- - Monday, April 4, 2016


Last month SeaWorld caved to pressure from animal rights extremists. It announced that it would no longer breed orca whales in captivity and will shutter its famous shows. In addition to the implications for SeaWorld and its guests, this capitulation is sure to be a public relations case study for decades to come.

SeaWorld had been attacked for decades from fringe animal liberation activists who don’t want orcas at parks or animals in zoos. It was easy to write them off as loons. But after the influential anti-SeaWorld documentary “Blackfish” came out in 2013, SeaWorld leadership realized just how far this activists’ narrative had traveled in the public’s mind.

Public opinion guru Daniel Yankelovich explains that a public opinion shift begins with little evidence, never appearing to be a threat to the status quo — until it is a threat. Few industries are willing to invest in building a wall against future threats when those threats seem no greater than a nuisance on the distant horizon.

As evidenced by the damaged companies that have followed the same strategy in response to activist pressure — refusing to invest in future public opinion, while activists do — this strategy rarely works. It’s only a matter of time before activists gain a critical mass and real harm can be done.

By the time the activist threat materializes into ballot measures, proposed legislation and widespread boycotts, companies finally break out their “crisis communications” plan. But by then, it is generally already too late. Existential threats to the brand exist far downstream from early public opinion.

In order to neutralize threats before they become serious, companies must engage early, aggressively and unapologetically. If SeaWorld had loudly and immediately responded to “Blackfish” by pointing out the factual errors and the lack of credibility of the movie, it could have undermined its impact. And frankly, the company should have been aggressively touting its animal care standards and staff veterinarians for years.

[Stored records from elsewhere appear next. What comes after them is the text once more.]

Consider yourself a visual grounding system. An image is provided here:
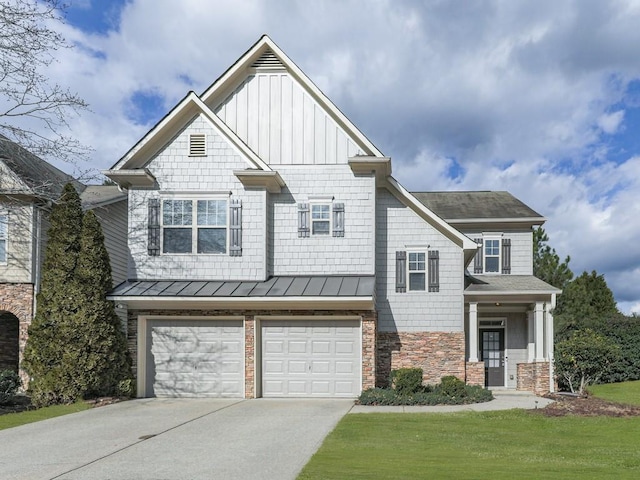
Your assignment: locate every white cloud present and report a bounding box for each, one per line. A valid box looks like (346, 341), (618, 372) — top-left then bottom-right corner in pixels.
(37, 0), (640, 312)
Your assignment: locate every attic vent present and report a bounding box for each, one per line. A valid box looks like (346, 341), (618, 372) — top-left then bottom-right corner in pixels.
(189, 133), (207, 157)
(251, 50), (284, 68)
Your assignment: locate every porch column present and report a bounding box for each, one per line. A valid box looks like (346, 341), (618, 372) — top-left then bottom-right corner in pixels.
(469, 302), (478, 362)
(533, 302), (544, 362)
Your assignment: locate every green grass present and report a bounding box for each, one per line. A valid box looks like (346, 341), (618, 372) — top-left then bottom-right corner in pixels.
(589, 380), (640, 405)
(0, 402), (91, 430)
(298, 410), (640, 480)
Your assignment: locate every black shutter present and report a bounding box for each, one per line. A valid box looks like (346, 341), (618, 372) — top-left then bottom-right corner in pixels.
(502, 238), (511, 274)
(147, 198), (160, 257)
(396, 251), (407, 293)
(229, 199), (242, 257)
(429, 250), (440, 292)
(473, 238), (484, 273)
(298, 203), (309, 238)
(333, 203), (344, 237)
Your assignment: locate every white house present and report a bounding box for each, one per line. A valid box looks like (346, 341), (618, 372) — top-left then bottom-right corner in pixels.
(104, 36), (559, 398)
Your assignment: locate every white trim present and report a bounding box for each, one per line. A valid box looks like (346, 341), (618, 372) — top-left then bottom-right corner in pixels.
(136, 312), (247, 398)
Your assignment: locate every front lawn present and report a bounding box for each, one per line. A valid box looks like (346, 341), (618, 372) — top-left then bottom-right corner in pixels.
(298, 410), (640, 480)
(589, 380), (640, 405)
(0, 402), (91, 430)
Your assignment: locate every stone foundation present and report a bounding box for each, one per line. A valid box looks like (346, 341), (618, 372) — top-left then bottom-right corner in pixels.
(466, 362), (484, 387)
(0, 283), (33, 389)
(516, 362), (550, 395)
(376, 332), (466, 387)
(127, 310), (377, 398)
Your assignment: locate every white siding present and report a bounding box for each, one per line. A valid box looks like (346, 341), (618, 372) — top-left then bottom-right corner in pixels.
(215, 73), (358, 165)
(269, 165), (375, 275)
(128, 117), (266, 280)
(376, 189), (464, 332)
(0, 200), (34, 283)
(93, 200), (129, 286)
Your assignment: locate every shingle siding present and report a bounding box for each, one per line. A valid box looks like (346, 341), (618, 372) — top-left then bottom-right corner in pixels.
(376, 189), (464, 332)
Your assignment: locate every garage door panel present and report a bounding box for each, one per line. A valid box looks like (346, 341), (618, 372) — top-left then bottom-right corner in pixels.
(262, 319), (361, 397)
(146, 319), (244, 397)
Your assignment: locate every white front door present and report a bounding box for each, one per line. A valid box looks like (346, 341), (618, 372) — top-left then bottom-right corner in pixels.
(262, 320), (362, 397)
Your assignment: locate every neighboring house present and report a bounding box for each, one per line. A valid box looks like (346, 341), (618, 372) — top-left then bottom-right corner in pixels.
(104, 36), (559, 398)
(0, 135), (127, 371)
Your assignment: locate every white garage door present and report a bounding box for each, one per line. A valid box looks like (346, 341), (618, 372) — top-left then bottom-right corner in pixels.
(146, 320), (244, 397)
(262, 320), (362, 397)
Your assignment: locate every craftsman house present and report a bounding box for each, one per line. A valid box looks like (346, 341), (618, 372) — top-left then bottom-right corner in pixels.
(0, 135), (127, 371)
(104, 36), (559, 398)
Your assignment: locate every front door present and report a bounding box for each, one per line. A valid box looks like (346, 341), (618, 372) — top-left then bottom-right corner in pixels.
(480, 329), (504, 387)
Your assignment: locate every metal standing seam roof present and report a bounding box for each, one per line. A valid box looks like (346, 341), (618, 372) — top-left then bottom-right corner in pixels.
(109, 275), (375, 298)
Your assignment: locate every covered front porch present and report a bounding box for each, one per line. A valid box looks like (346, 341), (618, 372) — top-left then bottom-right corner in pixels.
(465, 275), (560, 394)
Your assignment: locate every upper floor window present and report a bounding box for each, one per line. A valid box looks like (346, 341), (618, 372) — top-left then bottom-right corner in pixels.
(162, 199), (228, 254)
(0, 213), (9, 263)
(473, 234), (511, 274)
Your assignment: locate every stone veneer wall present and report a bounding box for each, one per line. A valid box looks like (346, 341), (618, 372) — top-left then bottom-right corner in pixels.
(376, 332), (465, 387)
(465, 362), (484, 387)
(516, 362), (550, 395)
(127, 310), (376, 398)
(0, 283), (33, 389)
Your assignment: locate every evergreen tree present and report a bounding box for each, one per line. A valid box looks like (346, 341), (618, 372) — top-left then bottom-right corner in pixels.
(70, 211), (131, 397)
(22, 184), (82, 405)
(533, 227), (573, 290)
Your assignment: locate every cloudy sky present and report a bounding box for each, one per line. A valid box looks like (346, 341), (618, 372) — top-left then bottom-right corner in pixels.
(37, 0), (640, 313)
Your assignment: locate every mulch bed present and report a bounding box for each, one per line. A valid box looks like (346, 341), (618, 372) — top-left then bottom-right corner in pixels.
(535, 394), (640, 417)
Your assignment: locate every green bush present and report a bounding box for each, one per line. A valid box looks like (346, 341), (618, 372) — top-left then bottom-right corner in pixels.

But because it didn’t engage, the company lost nearly half its value and now finds itself under continued pressure. Activist investor Greg Taxin, whose asset management firm has a 4 percent stake in SeaWorld, told the Orlando Sentinel, “We believe the company took far too long to respond effectively to the challenge of Blackfish and that the board bears responsibility for the delayed response, ineffective response for several years that has cost shareholders significant value.”

Ending orca breeding is not the end of this story. Surrender and compromise to activists will only hold them off for a limited period of time. They will be back for the rest of the SeaWorld operation. After each victory, activists simply move the goalposts and continue attacking. Like the Geico commercial says, “It’s what you do.”

Indeed, activists are already gearing up to pressure SeaWorld to end all mammal captivity with the eventual goal of ending its business model. Activists at the Humane Society of the United States (HSUS) have claimed this move is only a “first step.” And People for the Ethical Treatment of Animals staged a protest at SeaWorld just three days after the company’s announcement.

In the words of Mark Simmons, a former SeaWorld trainer, “This capitulation to HSUS, which I think is a PR move, has really emboldened HSUS and their ideology — not only against the zoological field but their entire animal-rights mentality . There will be calls for the end of dolphin shows and dolphin breeding and elephants [in captivity].”

And while SeaWorld may be the case study, it is simply following in the footsteps of many companies that hid from activist pressure and paid the price. Soda manufacturers now see their brands threatened after several years of falling sales because food activists have successfully demonized the product. Engaging in various local fights on soda taxes is too little, too late. And very expensive.

Small-business owners who compromised in the face of moderate minimum wage increases are now seeing their entire businesses threatened as labor activists have come back for even bigger wage hikes. In California, the ink is barely dry on the state’s new $15 mandate, and Oakland activists are already pushing for a new $20 minimum wage.

Business leaders need to take a new approach to threats in their issue space: Respond early, forcefully and totally to threats to the company or industry brand. Undermine activists’ (nonexistent) credibility and rally the public to your side. Hiding from and eventually apologizing for your position simply cedes the moral high ground to the activists. Compromise and surrender only embolden them.

Richard Berman is the president of Berman and Company, a public affairs firm in Washington, D.C.